Spratt held up the Balanced Budget Act of 1997 as an example of what one could accomplish with seniority and experience. “Because I had a seat at that table in 1997,” said Spratt, “I was able to save South Carolina hospitals $300 million in Medicaid funding. In addition, we created the Children’s Health Insurance Program, and made medical insurance available to children in working families whose parents aren’t fortunate enough to have coverage. For that, I won the praise of Marian Wright Edelman, a Bennettsville native who heads the Children’s Defense Fund. She wrote The State: ‘The tireless work and leadership of Rep. John Spratt have made it possible for many of America’s uninsured children to get the healthy start they deserve.’”

Spratt teamed up with Rep.
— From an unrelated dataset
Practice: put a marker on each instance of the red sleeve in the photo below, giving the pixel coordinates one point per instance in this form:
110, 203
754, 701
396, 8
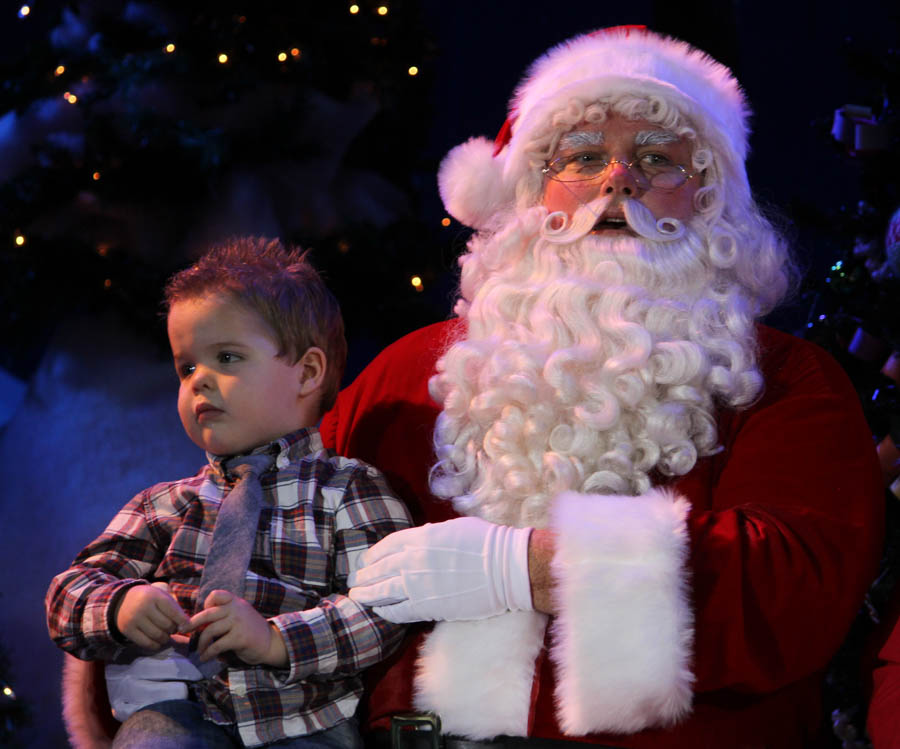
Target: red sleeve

Clyburn and Senator Hollings to alter the last two highway authorization acts, so that the formula for allocating federal gas taxes is more favorable to South Carolina. As a result, South Carolina is allocated nearly $500 million a year in federal gas taxes, versus $230 million only a few years ago.
“Still,” said Spratt, “it takes more than seniority. In a House divided, you have to bring people together, find common ground, and forge consensus. The State has featured me as a bridge-builder who can reach across the aisle and work out compromises. I wear that label with pride. People say they are tired of fractious politics. So am I. I'm running again because I believe I have something to contribute that Congress sorely needs: the ability to find common ground and get things done.
“That’s why I am asking the people of the Fifth District to let me to keep working for them, for a better country and a brighter future,” said Spratt.